The Old School Renaissance is a microcosm within the RPG world. Although many (including myself) refer to the OSR as a whole, cohesive thing, the reality is that the movement is more the result of at least half a dozen origins that random-walked into game preferences which, to an outsider, look similar. The broad preference towards the genre establishment of Dungeons and Dragons (or at least Appendix N, if not the system itself) bounds the definitions we work with; other retroclones and revivals like Cepheus and RuneQuest aren’t included, even if they too are ‘old school’. No, the main thing that all vectors of the OSR have in common is that they are trying to recreate the time when the roleplaying game was new. And when RPGs were new, either literally or in the eyes of the designer, the new thing that they first touched was (almost always) D&D.

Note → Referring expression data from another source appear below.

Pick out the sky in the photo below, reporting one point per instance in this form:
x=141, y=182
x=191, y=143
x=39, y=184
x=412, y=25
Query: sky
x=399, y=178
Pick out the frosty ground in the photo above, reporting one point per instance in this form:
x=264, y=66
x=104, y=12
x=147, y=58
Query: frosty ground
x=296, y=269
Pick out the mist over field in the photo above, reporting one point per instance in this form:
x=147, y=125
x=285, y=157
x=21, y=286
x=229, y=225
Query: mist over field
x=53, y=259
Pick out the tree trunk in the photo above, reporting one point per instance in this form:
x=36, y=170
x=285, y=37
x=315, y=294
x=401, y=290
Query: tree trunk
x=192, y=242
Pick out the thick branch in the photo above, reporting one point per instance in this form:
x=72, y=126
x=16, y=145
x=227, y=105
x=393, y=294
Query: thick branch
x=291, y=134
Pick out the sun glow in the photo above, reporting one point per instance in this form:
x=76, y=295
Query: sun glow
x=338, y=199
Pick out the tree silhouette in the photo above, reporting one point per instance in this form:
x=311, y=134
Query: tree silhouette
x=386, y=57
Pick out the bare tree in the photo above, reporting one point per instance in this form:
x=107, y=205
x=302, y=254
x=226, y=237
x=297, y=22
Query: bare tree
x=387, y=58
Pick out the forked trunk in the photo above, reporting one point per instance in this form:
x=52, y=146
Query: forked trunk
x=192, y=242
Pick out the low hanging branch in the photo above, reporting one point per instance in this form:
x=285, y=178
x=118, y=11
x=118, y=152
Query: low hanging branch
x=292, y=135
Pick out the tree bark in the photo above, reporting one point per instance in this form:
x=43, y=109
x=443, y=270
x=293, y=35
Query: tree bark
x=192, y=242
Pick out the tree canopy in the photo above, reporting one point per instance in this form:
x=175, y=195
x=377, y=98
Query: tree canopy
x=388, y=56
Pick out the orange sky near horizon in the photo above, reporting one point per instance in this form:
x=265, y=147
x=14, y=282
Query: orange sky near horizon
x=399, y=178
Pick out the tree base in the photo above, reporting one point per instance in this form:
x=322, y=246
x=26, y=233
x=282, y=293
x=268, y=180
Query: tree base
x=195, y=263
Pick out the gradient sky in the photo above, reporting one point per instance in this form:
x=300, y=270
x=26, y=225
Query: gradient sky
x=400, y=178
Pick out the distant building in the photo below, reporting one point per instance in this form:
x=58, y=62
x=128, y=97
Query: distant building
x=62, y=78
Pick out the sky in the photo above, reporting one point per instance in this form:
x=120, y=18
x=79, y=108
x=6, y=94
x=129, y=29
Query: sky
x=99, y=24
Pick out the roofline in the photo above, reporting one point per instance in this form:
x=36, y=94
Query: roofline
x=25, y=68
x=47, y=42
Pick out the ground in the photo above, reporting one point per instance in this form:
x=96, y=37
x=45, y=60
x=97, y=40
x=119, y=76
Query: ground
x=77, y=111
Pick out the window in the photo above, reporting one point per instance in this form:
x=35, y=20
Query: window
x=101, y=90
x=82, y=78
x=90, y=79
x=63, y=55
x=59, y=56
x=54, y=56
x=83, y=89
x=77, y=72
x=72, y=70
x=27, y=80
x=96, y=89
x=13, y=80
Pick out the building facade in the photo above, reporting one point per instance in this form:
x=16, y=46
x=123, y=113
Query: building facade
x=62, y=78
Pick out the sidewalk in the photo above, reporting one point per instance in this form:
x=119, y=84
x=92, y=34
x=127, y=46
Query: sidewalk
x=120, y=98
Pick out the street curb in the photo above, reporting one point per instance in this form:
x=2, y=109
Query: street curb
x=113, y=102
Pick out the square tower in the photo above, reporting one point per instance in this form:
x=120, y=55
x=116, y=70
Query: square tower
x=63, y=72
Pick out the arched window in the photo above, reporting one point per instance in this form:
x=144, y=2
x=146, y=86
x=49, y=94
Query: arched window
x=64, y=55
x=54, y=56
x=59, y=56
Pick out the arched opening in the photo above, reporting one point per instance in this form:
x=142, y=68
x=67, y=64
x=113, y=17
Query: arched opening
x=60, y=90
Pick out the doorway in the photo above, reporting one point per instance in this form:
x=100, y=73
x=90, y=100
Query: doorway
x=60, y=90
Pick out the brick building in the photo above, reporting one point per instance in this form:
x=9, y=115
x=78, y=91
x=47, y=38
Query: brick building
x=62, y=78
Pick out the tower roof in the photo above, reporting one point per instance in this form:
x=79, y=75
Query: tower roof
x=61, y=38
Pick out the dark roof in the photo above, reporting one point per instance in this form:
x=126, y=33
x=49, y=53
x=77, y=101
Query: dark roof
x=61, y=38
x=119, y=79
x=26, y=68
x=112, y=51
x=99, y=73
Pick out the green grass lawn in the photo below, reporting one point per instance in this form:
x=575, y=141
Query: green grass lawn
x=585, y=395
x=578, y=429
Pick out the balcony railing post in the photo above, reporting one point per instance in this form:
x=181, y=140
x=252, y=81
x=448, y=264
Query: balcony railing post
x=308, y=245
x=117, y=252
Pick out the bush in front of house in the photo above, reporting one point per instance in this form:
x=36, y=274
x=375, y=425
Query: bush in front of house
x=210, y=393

All OSR games are aiming for either D&D as it was, D&D as it could be, or D&D as it was supposed to be. D&D as it was is simple; Old School Essentials is a straight-up retroclone and proves that ‘Basic D&D without shitty layout and shitty editing’ is a winning recipe. It’s the best known and best selling retroclone, but the retroclone camp of the OSR is arguably the oldest (to the degree that OSR is a label we can trace it back to OSRIC). D&D as it could be is where we start getting a lot of the distillations; the rules in early editions were such a mess you barely used any of them, so clearly one could write a game only using those few rules we could actually make work. This is where Into the Odd comes in, this is arguably where The Black Hack comes in, and, if rules were in any way supposed to be primary in the game, this might be where Mork Borg would come in. This example shows setting and tone are a different topic here than ‘game’. D&D as it was supposed to be is a tough one, and there aren’t many games that really aim for this mark. Whitehack is the one that comes to mind for me, taking the length and complexity of the original booklets and turning that into something much more flexible and consistent.